Mayor of Carrick-on-Suir Cllr Liam Walsh, Tipperary GAA County Board Chairman Sean Nugent, South Tipperary GAA Board Chairman Joe Brennan were the other speakers at the hour long ceremony that also included a blessing of the statue by Mons. Richard O’Mahoney, standing in for Bishop of Waterford & Lismore Dr William Lee, Rev George Cliffe and the priests of Carrick-on-Suir.

Shortly afterwards, former GAA President and MEP Sean Kelly officially opened an exhibition of memorabilia relating to Maurice Davin’s sporting achievements and the history of Carrick-on-Suir’s Davins, Swan and St Molleran’s GAA Clubs in The Carraig Hotel.

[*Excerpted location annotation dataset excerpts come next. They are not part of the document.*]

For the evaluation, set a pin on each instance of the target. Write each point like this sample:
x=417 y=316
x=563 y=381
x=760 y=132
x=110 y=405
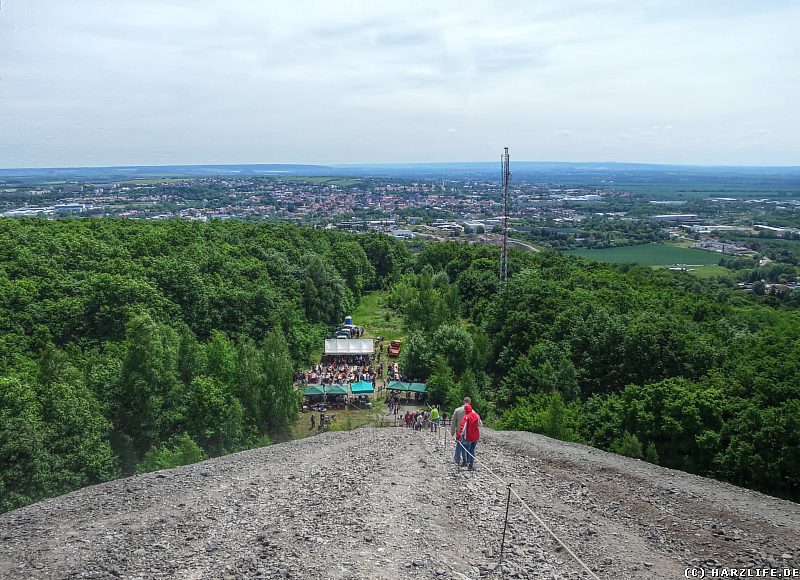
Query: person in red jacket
x=471 y=427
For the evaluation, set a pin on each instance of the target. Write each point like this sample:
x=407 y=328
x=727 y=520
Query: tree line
x=129 y=346
x=657 y=365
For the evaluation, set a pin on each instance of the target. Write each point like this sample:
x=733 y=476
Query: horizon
x=393 y=164
x=173 y=83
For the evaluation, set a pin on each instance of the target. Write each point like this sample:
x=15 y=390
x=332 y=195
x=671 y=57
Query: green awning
x=401 y=386
x=335 y=390
x=398 y=386
x=361 y=388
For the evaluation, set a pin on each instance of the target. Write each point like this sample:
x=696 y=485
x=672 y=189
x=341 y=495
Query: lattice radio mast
x=504 y=252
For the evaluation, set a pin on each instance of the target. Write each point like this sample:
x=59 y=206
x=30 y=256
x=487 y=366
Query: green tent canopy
x=398 y=386
x=311 y=390
x=336 y=390
x=361 y=388
x=401 y=386
x=417 y=387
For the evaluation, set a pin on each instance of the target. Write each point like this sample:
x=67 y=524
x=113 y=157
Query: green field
x=650 y=255
x=376 y=319
x=340 y=181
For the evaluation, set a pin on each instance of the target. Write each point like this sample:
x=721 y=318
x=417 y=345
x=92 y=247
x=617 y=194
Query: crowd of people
x=419 y=420
x=342 y=370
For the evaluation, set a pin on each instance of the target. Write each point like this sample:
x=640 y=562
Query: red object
x=394 y=348
x=470 y=421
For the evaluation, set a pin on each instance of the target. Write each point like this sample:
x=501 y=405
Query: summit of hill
x=390 y=503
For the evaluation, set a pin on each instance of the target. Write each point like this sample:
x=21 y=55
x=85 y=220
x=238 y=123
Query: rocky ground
x=389 y=503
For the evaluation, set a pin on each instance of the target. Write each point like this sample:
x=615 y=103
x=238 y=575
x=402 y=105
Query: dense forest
x=653 y=364
x=129 y=346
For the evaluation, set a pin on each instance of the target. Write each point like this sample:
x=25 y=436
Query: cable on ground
x=533 y=513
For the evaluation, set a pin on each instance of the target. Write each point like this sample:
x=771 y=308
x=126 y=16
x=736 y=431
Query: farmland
x=650 y=255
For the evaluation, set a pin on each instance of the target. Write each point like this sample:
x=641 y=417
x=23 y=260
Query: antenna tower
x=504 y=252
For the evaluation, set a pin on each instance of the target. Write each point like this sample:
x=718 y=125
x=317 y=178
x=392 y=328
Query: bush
x=628 y=445
x=180 y=450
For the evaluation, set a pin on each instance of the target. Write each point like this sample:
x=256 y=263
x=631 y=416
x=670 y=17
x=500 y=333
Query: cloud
x=94 y=82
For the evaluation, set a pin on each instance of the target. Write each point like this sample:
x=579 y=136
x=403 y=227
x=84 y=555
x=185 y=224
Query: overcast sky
x=119 y=82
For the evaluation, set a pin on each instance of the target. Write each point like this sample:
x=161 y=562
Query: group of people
x=420 y=420
x=342 y=371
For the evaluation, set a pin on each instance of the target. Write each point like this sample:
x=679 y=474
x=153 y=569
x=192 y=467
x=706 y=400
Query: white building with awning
x=349 y=346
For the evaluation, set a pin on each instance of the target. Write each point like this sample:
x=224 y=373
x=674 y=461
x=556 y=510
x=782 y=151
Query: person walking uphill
x=470 y=428
x=455 y=423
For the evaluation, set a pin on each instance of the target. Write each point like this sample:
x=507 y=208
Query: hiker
x=455 y=423
x=471 y=433
x=435 y=419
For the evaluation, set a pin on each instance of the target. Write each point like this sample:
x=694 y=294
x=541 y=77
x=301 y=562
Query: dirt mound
x=389 y=503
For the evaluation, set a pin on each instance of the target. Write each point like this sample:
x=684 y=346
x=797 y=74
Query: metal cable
x=533 y=513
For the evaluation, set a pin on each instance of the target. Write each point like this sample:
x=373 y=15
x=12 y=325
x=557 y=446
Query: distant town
x=747 y=232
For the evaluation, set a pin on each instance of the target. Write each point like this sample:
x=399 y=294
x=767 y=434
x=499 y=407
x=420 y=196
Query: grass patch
x=710 y=271
x=650 y=255
x=378 y=320
x=346 y=420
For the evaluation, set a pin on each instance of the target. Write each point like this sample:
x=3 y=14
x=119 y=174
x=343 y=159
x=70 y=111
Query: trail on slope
x=389 y=503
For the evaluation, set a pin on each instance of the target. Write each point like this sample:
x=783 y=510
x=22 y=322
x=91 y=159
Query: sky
x=99 y=82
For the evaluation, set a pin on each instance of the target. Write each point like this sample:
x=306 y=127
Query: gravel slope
x=389 y=503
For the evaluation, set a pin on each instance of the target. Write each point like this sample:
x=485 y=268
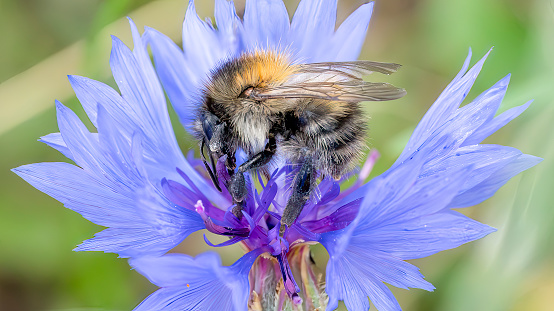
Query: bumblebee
x=309 y=114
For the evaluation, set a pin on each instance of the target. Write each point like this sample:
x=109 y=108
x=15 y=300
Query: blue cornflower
x=132 y=177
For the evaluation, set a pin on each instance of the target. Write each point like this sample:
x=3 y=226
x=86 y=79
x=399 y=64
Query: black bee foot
x=300 y=193
x=237 y=187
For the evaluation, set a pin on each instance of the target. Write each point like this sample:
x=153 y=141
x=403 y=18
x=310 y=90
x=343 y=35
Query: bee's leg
x=300 y=193
x=237 y=184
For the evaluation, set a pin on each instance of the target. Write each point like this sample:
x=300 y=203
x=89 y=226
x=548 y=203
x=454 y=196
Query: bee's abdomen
x=333 y=134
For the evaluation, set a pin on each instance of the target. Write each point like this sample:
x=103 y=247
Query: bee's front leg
x=237 y=184
x=300 y=193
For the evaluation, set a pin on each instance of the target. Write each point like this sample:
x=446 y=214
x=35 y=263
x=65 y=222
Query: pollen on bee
x=263 y=68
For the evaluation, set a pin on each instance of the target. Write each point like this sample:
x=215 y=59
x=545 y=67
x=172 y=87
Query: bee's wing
x=348 y=70
x=353 y=91
x=340 y=81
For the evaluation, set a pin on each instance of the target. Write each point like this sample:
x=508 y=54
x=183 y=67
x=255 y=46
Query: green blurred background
x=44 y=40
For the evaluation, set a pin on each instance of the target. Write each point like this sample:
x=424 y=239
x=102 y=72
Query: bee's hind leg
x=300 y=193
x=237 y=184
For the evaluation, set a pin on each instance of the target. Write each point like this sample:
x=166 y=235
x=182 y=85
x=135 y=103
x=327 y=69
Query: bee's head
x=230 y=84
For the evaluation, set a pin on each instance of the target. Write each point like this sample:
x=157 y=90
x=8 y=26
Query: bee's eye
x=246 y=92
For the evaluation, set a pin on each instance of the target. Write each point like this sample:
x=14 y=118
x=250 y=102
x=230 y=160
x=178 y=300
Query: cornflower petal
x=405 y=213
x=266 y=24
x=313 y=25
x=347 y=42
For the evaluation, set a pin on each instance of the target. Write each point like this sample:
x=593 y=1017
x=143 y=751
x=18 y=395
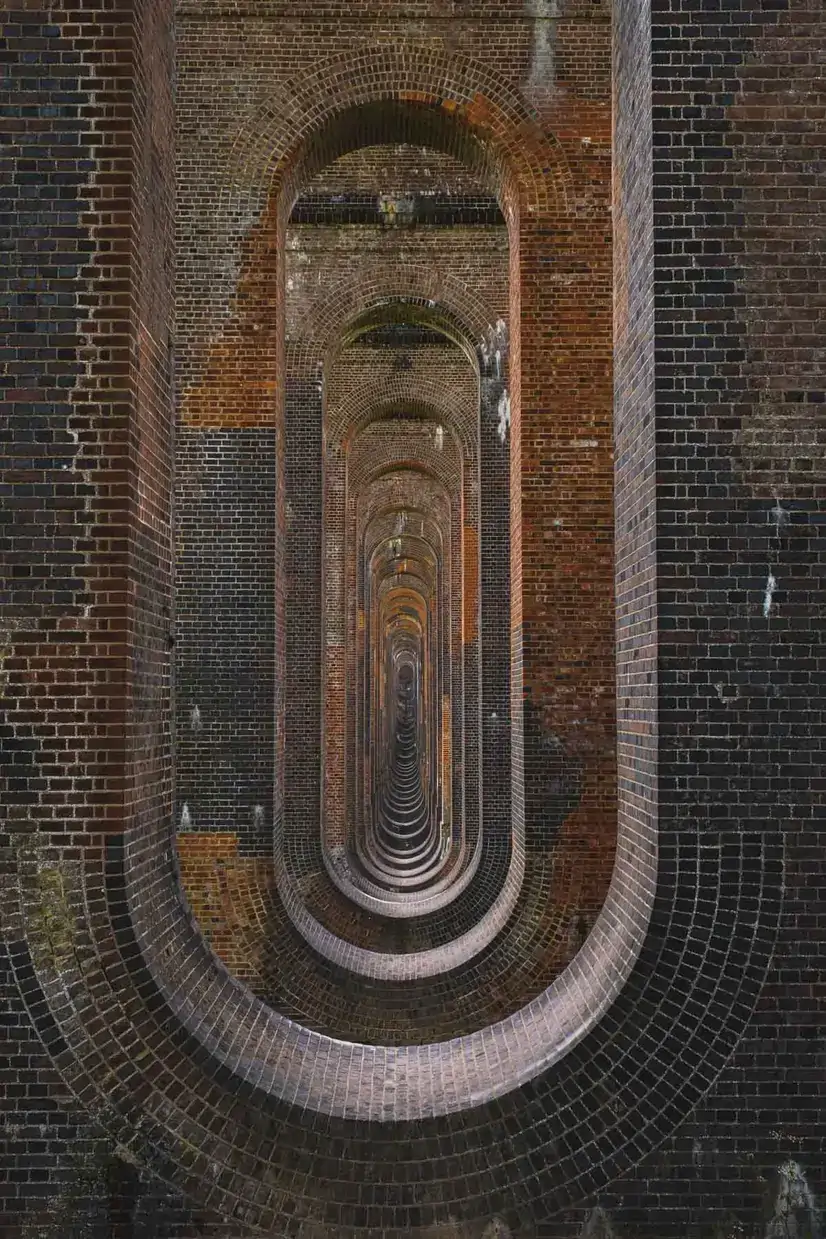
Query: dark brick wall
x=695 y=1107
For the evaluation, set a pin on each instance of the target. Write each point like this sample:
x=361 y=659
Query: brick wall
x=140 y=1084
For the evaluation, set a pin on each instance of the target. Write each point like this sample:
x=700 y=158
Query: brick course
x=149 y=1090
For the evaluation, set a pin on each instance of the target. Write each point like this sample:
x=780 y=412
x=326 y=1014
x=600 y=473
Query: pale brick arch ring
x=456 y=102
x=204 y=1084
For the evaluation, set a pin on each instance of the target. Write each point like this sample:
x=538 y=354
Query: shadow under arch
x=157 y=1014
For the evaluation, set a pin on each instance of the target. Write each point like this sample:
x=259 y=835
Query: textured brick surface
x=150 y=1092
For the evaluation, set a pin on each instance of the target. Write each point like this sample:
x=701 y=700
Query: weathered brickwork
x=442 y=452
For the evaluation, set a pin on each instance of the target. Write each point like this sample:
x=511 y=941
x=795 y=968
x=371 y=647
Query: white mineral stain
x=503 y=425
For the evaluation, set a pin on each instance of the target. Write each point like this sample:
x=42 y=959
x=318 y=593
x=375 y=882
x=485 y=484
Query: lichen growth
x=51 y=919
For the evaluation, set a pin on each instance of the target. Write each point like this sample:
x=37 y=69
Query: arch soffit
x=427 y=291
x=270 y=143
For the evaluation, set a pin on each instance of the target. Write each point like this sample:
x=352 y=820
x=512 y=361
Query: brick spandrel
x=648 y=575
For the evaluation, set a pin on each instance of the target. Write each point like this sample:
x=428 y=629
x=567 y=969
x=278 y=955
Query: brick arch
x=424 y=289
x=521 y=162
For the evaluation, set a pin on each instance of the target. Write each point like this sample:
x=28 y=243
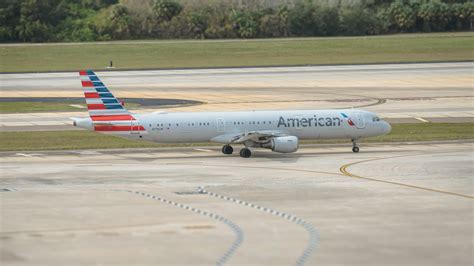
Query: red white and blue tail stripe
x=107 y=113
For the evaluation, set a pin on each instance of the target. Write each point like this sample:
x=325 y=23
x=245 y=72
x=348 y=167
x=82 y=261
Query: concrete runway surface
x=391 y=204
x=400 y=92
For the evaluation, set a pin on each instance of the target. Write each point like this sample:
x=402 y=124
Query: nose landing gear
x=355 y=147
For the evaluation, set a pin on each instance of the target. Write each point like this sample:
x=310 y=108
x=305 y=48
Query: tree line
x=99 y=20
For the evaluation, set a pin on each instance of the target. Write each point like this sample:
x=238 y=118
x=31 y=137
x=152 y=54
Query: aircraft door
x=360 y=122
x=220 y=125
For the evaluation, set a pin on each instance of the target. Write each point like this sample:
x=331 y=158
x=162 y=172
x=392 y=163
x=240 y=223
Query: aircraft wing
x=255 y=136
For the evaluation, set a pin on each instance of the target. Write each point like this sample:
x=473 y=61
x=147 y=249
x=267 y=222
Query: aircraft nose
x=387 y=128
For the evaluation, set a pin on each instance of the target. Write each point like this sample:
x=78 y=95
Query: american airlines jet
x=279 y=131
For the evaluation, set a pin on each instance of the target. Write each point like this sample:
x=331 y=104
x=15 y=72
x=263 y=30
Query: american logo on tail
x=107 y=113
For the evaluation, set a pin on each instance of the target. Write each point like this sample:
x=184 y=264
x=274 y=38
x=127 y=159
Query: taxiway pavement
x=391 y=204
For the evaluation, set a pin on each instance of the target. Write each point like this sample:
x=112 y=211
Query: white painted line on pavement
x=421 y=119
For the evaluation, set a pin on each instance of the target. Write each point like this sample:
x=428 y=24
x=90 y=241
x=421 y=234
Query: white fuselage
x=222 y=126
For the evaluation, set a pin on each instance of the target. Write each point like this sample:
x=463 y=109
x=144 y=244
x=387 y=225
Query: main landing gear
x=227 y=149
x=355 y=147
x=245 y=153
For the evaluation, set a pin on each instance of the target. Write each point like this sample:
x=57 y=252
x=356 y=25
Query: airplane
x=279 y=131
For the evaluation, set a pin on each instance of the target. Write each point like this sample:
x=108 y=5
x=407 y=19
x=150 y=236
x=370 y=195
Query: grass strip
x=71 y=140
x=233 y=53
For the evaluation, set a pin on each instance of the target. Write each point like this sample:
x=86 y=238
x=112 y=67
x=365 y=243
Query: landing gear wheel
x=227 y=149
x=245 y=153
x=355 y=147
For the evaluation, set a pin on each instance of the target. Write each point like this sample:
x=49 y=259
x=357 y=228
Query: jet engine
x=282 y=144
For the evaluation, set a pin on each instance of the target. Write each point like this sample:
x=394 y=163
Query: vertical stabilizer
x=107 y=113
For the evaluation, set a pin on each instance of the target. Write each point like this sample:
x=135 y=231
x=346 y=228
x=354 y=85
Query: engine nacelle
x=282 y=144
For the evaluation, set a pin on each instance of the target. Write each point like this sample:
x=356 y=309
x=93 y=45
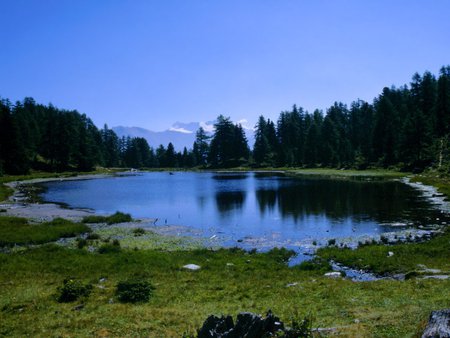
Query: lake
x=254 y=209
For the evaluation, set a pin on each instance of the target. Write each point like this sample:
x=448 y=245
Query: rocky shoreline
x=23 y=203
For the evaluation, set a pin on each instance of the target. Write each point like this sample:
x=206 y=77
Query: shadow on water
x=337 y=200
x=229 y=200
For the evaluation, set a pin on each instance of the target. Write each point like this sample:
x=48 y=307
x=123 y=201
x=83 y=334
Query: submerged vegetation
x=120 y=281
x=404 y=257
x=128 y=291
x=117 y=217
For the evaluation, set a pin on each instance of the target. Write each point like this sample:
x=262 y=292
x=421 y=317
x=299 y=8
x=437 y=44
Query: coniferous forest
x=406 y=128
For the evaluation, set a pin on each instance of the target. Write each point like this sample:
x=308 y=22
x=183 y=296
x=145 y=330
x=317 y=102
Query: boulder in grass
x=438 y=325
x=192 y=267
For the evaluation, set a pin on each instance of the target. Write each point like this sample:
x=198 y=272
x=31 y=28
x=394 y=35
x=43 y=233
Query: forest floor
x=229 y=281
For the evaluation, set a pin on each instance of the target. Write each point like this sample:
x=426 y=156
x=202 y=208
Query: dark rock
x=438 y=324
x=248 y=325
x=216 y=327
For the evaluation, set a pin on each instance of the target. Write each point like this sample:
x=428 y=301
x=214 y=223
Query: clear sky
x=151 y=63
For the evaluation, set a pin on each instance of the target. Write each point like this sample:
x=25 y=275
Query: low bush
x=93 y=236
x=72 y=290
x=81 y=243
x=134 y=291
x=139 y=232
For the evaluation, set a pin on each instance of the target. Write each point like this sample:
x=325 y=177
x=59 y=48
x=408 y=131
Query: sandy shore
x=19 y=203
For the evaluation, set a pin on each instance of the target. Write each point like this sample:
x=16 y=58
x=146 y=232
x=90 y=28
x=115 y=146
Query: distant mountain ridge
x=180 y=134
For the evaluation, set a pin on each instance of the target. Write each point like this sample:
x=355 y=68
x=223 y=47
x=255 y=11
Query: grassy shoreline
x=229 y=281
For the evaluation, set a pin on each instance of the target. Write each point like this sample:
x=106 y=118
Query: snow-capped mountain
x=180 y=134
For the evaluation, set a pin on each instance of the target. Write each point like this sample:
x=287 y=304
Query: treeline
x=39 y=137
x=407 y=128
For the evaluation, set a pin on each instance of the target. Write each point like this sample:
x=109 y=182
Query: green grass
x=16 y=230
x=346 y=174
x=118 y=217
x=434 y=253
x=436 y=179
x=229 y=281
x=5 y=192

Mr Kelly said Maurice Davin’s role in the GAA was absolutely crucial as he kept the organisation together when it was in danger of splitting in its early years.

“He had leadership in abundance and at all times was moving things forward. When they did something he didn’t agree with he resigned but he came back again. He is the only person to have served two terms as GAA President,” he recalled. At the exhibition opening, Maurice Davin’s grand nephew Pat Walsh described the story behind the various trophies and other memorabilia associated with his famous relative’s sporting achievements on display.

Mr Walsh, who was a member of the Maurice Davin Festival Committee, said he was delighted Davin had been honoured in his hometown and he thought the statue sculpted by Ennis based Barry Wrafter was a brilliant image of his grand uncle.

“I have to congratulate the Maurice Davin Festival Committee for organising this event. I think it’s a credit to the town of Carrick-on-Suir. Maurice Davin gave 60 to 70 years of his life dedicated to athletics and GAA. He brought honour and glory to Co. Tipperary and Ireland,” added Mr Walsh.

The Davin Festival continued on Sunday morning when former World 5000m champion Eamonn Coghlan led a one-mile in the town that started and finished at Davin Park. Carrick Davins hurler Lee Mackey was first over the line.

Mr Coghlan, who travelled to Carrick by motorbike, said he was invited to lead the run by his Seanad colleague Cllr Denis Landy some months ago and was delighted to support the celebrations honouring one of the world’s great athletes of the past.

The festivities concluded on Sunday afternoon with a fun athletics field day in Davin Park that attracted a large crowd of young competitors.